Merkels umstrittene Telefongespräche
Trotz dem breiten Konsens innerhalb der EU, Lukaschenkos Erpressungsmanöver mit verzweifelten oder naiven Migranten nicht nachzugeben, war es richtig, dass die noch amtierende Kanzlerin Merkel auf dem Höhepunkt mit dem Minsker Diktator zweimal direkt telefoniert hat. Einige Kritiker haben dazu zwar die Nase gerümpft und und ihr vorschnell vorgeworfen, sie habe sich von Lukaschenko «vorführen» lassen. Denn dieser hatte nach dem Gespräch behauptet, die Regierung in Berlin sei bereit, ein Kontingent von 2000 Migranten, die an der belarussischen Westgrenze festsassen, in Deutschland aufzunehmen. Diese unwahre Aussage ist in Berlin sofort dementiert worden. Offenbar aber hat Merkel gegenüber Lukaschenko klar machen können, dass er seine Ziele mit seinem Pokerspiel auf dem Rücken von missbrauchten Flüchtlingen nicht erreichen könne. Jedenfalls wurden kurz danach in Minsk die ersten Rückflüge für gestrandete Migranten nach dem Irak organisiert.
Es ist gut möglich, dass die 3,5 Millionen Euro, die die EU für solche Rücktransporte inzwischen bereitgestellt hat, sowie weitere 700’000 Euro zuhanden des belarussischen Roten Kreuzes bei den Telefonaten Merkels mit Lukaschenko erstmals ins Spiel gebracht worden sind. Solche Beiträge bedeuten keine diplomatische Aufwertung für den Minsker Diktator, sie sind praktische Hilfen zur Entschärfung einer Notlage, in die Tausende von irregeführten Menschen von einem zynischen Machthaber gebracht worden sind. Nach neuesten Berichten harren immer noch rund 10’000 Migranten in Belarus aus. Um die 8000 Menschen, die irgendwie über die Grenze gekommen sind, befinden sich in überwachten polnischen, lettischen und litauischen Auffangzentren, wo die Möglichkeit für Asylgesuche besteht. Etwa 10’000 weitere Personen aus dem Umkreis der in Belarus eingeflogenen Migranten sollen bereits nach Deutschland weitergereist sein.
Das Verhältnis zu Putin
Gewiss kann man auch argumentieren, dass die Europäer mehr tun könnten, um diesen bedauernswerten Menschen, die ja schwerlich ohne Not ihre Heimat verlassen, um sich nach Europa durchzuschlagen, eine bessere Perspektive zu bieten. Wer sich dafür engagiert, muss dann aber auch die nicht einfache Frage genauer beantworten, wie bei generell offeneren Grenzen für solche Flüchtlingsströme aus aller Welt noch eine halbwegs kontrollierbare Einwanderung in Europa zu gestalten wäre.
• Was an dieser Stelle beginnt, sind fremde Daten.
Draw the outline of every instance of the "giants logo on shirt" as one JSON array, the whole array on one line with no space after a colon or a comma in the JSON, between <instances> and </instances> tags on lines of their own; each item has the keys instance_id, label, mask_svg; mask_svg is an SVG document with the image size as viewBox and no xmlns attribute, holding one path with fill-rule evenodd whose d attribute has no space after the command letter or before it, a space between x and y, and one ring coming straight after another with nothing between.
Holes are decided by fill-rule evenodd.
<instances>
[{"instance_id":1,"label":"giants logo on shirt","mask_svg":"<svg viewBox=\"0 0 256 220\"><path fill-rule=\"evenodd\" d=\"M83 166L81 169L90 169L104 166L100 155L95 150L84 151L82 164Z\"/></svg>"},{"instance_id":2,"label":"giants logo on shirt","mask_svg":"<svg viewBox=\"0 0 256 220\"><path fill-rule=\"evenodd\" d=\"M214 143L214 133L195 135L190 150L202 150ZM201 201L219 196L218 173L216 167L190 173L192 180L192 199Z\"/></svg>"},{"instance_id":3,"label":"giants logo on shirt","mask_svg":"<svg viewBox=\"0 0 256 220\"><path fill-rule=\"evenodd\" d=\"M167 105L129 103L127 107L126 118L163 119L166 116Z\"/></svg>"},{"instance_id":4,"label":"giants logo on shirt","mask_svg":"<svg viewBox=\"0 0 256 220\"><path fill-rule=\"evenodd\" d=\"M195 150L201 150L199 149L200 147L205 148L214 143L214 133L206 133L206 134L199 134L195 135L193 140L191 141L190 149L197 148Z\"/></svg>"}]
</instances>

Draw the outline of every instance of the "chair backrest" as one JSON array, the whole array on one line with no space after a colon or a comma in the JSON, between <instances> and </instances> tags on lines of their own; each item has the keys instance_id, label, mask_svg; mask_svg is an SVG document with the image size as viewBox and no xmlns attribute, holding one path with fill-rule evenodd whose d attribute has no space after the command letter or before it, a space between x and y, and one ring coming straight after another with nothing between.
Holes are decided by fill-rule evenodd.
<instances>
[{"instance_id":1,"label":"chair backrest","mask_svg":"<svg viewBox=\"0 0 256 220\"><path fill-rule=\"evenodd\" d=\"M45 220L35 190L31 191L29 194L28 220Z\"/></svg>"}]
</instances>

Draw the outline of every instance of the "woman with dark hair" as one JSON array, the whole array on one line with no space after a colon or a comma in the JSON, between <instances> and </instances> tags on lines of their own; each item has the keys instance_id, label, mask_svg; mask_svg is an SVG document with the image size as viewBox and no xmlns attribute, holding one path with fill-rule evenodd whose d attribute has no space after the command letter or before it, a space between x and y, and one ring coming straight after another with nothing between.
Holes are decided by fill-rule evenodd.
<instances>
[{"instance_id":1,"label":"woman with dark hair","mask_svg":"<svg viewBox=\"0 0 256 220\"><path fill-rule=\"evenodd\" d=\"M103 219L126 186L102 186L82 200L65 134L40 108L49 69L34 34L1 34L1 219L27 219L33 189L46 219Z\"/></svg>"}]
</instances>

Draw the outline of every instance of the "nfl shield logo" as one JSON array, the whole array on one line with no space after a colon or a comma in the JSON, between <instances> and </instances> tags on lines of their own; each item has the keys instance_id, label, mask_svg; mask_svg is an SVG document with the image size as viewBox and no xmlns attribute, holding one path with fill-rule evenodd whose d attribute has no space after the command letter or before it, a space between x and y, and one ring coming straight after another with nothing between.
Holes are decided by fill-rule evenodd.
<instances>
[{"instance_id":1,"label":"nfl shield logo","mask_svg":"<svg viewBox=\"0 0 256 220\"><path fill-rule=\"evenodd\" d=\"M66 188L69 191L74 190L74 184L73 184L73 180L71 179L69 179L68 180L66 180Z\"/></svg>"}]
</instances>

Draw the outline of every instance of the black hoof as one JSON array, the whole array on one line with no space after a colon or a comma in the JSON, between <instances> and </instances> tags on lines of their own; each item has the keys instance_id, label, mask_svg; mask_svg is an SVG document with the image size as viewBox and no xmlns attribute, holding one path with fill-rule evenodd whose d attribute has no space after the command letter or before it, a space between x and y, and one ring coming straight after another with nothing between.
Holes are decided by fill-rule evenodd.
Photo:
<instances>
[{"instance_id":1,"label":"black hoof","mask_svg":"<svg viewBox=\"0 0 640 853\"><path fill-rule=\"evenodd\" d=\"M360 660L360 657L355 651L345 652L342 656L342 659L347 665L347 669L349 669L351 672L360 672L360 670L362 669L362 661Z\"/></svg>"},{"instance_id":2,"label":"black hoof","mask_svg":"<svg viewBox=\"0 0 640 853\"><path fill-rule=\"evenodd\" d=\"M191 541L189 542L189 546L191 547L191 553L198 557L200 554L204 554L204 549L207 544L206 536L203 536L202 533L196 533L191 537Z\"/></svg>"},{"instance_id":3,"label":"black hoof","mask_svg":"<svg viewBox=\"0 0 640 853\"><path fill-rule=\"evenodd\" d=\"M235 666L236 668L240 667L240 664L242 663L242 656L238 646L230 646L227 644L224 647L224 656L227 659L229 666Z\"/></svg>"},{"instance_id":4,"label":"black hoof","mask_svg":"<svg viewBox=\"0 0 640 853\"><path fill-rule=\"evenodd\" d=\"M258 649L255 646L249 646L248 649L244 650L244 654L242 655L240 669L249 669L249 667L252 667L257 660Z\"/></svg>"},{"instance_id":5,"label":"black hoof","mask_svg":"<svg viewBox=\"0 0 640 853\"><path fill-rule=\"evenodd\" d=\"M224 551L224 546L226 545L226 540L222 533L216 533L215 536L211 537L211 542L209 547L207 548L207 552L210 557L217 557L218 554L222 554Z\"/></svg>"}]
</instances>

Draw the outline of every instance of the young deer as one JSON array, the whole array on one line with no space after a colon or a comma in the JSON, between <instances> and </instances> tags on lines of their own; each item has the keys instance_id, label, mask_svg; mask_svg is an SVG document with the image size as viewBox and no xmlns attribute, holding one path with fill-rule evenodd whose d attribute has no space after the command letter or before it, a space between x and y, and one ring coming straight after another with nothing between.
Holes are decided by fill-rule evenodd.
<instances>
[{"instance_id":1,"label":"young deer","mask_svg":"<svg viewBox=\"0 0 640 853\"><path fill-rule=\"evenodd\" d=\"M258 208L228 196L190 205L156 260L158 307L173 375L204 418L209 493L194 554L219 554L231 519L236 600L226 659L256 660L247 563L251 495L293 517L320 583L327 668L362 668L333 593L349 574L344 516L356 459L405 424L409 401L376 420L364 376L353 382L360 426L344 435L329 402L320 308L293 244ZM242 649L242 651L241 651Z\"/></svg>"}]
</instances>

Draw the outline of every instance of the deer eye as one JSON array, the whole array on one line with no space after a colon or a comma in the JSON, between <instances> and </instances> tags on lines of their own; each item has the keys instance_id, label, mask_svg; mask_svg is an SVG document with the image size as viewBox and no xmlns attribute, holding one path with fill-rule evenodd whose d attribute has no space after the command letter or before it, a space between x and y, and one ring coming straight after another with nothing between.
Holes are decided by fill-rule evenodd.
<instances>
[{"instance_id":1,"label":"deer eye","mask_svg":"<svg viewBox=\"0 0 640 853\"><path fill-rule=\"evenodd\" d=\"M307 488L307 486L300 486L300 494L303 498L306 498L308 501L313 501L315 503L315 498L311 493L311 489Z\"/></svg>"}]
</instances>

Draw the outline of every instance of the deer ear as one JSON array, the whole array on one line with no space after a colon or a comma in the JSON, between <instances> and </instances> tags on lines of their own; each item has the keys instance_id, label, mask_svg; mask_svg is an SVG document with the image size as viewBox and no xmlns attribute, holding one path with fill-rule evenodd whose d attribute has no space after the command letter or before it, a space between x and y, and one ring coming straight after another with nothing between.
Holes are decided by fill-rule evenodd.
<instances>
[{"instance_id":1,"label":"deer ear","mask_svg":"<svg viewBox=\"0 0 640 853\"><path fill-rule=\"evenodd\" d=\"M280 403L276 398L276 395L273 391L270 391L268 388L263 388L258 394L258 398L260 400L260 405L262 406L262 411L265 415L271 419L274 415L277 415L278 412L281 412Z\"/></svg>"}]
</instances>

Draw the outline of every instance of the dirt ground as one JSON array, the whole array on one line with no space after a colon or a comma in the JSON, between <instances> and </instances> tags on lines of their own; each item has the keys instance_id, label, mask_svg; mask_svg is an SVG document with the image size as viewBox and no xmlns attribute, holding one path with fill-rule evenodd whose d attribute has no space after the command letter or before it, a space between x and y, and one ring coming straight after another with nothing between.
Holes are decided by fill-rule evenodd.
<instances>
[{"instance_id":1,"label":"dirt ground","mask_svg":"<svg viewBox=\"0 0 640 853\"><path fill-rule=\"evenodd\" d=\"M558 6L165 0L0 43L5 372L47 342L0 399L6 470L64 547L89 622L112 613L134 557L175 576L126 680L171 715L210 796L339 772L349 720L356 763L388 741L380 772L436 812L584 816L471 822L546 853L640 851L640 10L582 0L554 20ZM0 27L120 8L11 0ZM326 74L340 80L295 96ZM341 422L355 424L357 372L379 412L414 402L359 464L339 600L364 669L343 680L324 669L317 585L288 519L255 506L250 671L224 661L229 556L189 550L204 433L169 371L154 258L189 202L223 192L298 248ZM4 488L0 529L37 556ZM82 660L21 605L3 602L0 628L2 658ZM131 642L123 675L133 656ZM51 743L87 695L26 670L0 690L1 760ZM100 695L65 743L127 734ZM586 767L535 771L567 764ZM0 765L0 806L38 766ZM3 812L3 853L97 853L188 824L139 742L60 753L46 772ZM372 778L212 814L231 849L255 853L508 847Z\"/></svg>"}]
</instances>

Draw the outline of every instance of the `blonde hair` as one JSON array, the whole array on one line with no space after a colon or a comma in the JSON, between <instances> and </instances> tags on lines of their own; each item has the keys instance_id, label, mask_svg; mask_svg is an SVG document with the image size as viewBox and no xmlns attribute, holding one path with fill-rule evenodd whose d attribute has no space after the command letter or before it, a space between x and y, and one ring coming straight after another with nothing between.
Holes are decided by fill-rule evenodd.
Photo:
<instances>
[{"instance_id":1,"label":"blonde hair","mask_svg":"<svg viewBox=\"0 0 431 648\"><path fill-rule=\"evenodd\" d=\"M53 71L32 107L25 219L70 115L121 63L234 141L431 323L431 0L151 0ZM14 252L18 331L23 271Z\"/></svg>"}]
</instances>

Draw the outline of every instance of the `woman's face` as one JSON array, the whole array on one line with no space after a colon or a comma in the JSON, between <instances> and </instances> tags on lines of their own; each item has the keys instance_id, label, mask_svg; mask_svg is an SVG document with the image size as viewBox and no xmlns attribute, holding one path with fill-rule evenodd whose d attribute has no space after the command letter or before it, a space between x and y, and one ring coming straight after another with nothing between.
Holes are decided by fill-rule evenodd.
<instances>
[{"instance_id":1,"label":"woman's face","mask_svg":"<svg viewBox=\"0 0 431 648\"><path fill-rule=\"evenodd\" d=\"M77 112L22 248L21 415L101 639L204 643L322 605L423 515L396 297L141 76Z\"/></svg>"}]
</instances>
In einigen westlichen Kommentaren ist die These verbreitet worden, hinter dem von Lukaschenko angerichtete Migrantendrama stehe auch der russische Machthaber Putin. Dafür scheint es tatsächlich keine konkreten Indizien zu geben. Putin hat Lukaschenko sogar öffentlich zurückgepfiffen, als dieser im Zusammenhang mit diesen Problemen die Drohung äusserte, man könne ja auch die Gaslieferungen nach Westeuropa unterbinden, die teilweise über belarussisches Gebiet laufen. Das russische Gasgeschäft will der Kremlchef bestimmt nicht von den Launen seines erratischen Verbündeten in Minsk abhängig machen. Allerdings besteht kein Zweifel, dass Lukaschenko seit der gewalttätigen Niederschlagung der Massenproteste vom Sommer und Herbst 2020 politisch, wirtschaftlich und auch militärisch mehr denn je auf den Goodwill und die materielle Hilfe von Putins Russland angewiesen ist. Ohne diese entscheidende Unterstützung hätte er sich mit grösster Wahrscheinlichkeit auch nicht bis heute an der Macht halten können. So gesehen fällt auch Putin eine gewisse Mitverantwortung für das Migranten- und Flüchtlingsdrama in Belarus zu.